I am trying to understand the subsection on Noether's Theorem in the second chapter of Peskin's as Schroeder's book. I am trying to understand the simplest example they give as follows (I am going to try to be as detailed as possible in order to "debug" my thoughts easily):
Consider the Lagrangian $\mathcal{L}(\phi,\partial_\mu\phi)=\frac{1}{2} (\partial_\mu\phi)^2$ and the transformation $T$ given by $T(\phi)=\phi'$ where $\phi'(x)=\phi(x)+\alpha$ with $\alpha\in\mathbb{R}$.

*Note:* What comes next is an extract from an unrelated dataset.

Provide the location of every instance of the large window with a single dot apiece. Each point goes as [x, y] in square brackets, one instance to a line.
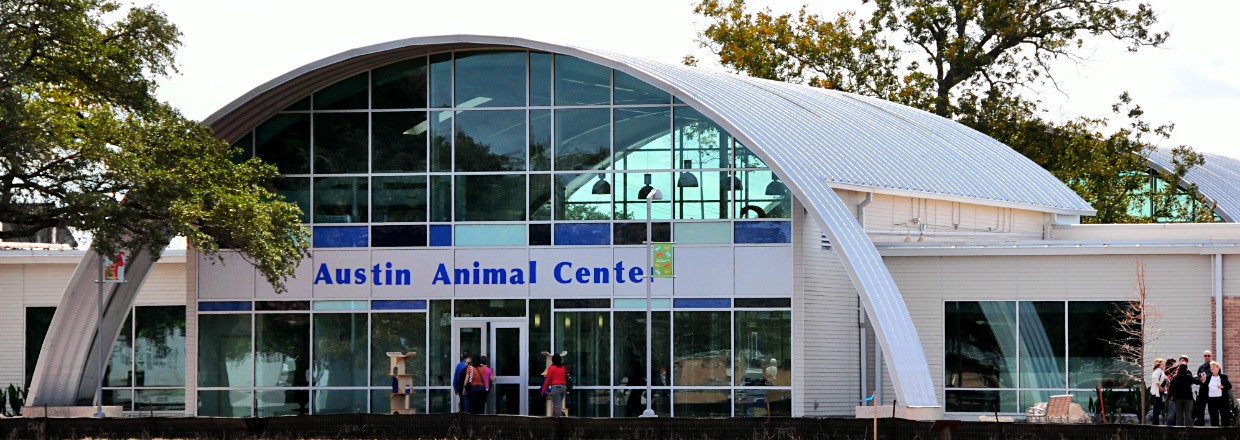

Notice that $$ \mathcal{L}'(\phi,\partial_\mu\phi):=\mathcal{L}(\phi',\partial_\mu\phi')= \frac{1}{2} (\partial_\mu\phi')^2=\frac{1}{2} (\partial_\mu(\phi+\alpha))^2=\frac{1}{2} (\partial_\mu\phi)^2 $$
So $\mathcal{L}'=\mathcal{L}+\alpha\partial_\mu \mathcal{J}^\mu$ with $\partial_\mu \mathcal{J}^\mu=0$. Notice that any "divergenceless" $4$-vector field $\mathcal{J}$ will do.
Using Noether's Theorem directly as stated in Peskin's and Schroeder's book, we see that $$ \partial_\mu j^\mu=0 \,\,\,\,\text{ where }\,\,\,\, j^\mu=\partial_\mu \phi\Delta\phi-\mathcal{J}^\mu $$ because $\frac{\partial \mathcal{L}}{\partial(\partial_\mu\phi)}=\partial_\mu \phi$
Now, the conclusion of the authors is that $j^\mu=\partial_\mu\phi$, but I do not see why: it seems to me that any $\mathcal{J}$ will do, the job, and even if one chooses $\mathcal{J}=0$, one gets $j^\mu=\partial_\mu\phi\Delta\phi$.
The definition given in the Peskin's and Schroeder's book for a general continuous transformation on the field $\phi$ is: $$ T(\phi)=\phi′\:\:\:\:\:\: where \:\:\:\:\:\:\phi′(x)=\phi(x)+\alphaΔ\phi(x)$$
In this example, as you said, the transformation is $$ϕ′(x)=ϕ(x)+α$$ so the term $Δϕ(x)=1$.